"Very well, Gerrit ... but first eat a nice little egg."
He gave a roar of laughter which made the whole room ring again. The children also laughed: they always laughed when Papa laughed like that; and the laughter gave courage to Gerdy, who had looked frightened at first. She crept up on Gerrit's knees, mad on being caressed, clung on to Gerrit, kissed him with tiny little kisses; and Alex and Guy hung, one on his arm, the other on his leg, while his Homeric laughter still rang long and loud.
And his laughter never ceased. He laughed till the servant peeped round the door and disappeared again, perplexed. He laughed till all the children, the nine of them, were laughing, for his laughter had tempted the three little ones—Jan, the tyrant, and his two small vassals—from the stairs, where they were playing. He laughed till Adeline, the dear quiet little mother, also got a painful fit of giggling, which made her choke silently in herself.

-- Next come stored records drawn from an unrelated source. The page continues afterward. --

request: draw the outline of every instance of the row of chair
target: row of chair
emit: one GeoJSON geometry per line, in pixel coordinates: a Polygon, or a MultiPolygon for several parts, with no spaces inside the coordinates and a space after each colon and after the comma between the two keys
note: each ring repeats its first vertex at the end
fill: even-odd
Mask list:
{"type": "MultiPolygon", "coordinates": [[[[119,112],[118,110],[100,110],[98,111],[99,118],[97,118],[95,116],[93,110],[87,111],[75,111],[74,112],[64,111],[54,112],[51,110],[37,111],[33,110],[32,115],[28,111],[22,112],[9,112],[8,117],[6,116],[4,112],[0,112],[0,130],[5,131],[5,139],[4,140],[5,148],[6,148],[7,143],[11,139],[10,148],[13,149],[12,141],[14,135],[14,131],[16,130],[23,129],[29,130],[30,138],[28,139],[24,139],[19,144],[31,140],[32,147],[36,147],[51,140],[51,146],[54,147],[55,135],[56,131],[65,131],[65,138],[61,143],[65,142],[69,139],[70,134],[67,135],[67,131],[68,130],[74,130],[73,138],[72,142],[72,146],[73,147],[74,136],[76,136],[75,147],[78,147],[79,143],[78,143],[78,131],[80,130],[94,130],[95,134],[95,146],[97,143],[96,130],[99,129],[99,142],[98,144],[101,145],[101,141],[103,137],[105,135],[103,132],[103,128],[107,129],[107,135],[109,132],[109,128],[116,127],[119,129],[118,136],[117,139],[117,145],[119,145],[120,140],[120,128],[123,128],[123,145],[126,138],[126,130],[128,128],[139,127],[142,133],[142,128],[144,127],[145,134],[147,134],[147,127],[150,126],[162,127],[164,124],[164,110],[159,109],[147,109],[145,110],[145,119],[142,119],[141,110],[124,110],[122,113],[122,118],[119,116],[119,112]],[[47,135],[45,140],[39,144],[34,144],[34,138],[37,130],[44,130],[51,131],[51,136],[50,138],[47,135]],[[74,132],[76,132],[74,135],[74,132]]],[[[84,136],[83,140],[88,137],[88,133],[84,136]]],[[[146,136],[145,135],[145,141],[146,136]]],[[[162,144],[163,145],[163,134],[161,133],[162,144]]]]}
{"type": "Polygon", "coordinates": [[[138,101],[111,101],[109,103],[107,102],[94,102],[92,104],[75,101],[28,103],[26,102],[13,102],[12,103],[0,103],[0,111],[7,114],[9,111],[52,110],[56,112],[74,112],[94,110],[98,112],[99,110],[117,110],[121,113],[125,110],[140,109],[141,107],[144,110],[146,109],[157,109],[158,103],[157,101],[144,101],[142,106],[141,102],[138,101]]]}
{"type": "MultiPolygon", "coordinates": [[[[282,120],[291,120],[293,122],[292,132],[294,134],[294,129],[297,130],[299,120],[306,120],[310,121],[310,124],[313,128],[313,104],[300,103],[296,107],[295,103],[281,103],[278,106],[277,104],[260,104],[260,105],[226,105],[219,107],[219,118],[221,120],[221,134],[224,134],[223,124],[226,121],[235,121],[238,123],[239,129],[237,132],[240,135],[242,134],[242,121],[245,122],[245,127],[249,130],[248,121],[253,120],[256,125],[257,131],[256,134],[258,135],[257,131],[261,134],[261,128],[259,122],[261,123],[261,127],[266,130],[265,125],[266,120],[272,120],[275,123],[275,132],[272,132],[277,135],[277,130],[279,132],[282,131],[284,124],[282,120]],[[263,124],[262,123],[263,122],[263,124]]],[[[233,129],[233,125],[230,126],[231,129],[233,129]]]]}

And he could not stop; his laughter roared out and filled the house: even a street-boy, out of doors, flattened his nose against the window in an attempt to peer in and discover who was laughing like that inside.
And at last Gerrit got up, released himself from the three children, kissed Constance; and, with a red face, tears in his eyes and a mouth still distorted with merriment, he caught her two shoulders in his great hands and said, looking deep into her eyes:
"Don't be angry, Sissy, but I c-couldn't help it, I c-couldn't help it!... You'll be the death of me with laughing, if you go on like that!... And when you put on that kind little voice and or-order me ... to eat a n-nice little egg ... before you consent to go for a walk with me...! ... Oh, dear, oh, dear! I shall never get over it!... Very well ... all right ... just to please you ... but then ... but then you must ... b-boil the n-nice little egg for me ... and put it before me ... put my n-nice little egg before me!..."
Constance was laughing too; the children all kept on laughing, like mad, not really knowing what they were laughing at, now that they were all laughing together; and Adeline, Adeline....
"L-look!" said Gerrit, pointing to his wife. "L-look!"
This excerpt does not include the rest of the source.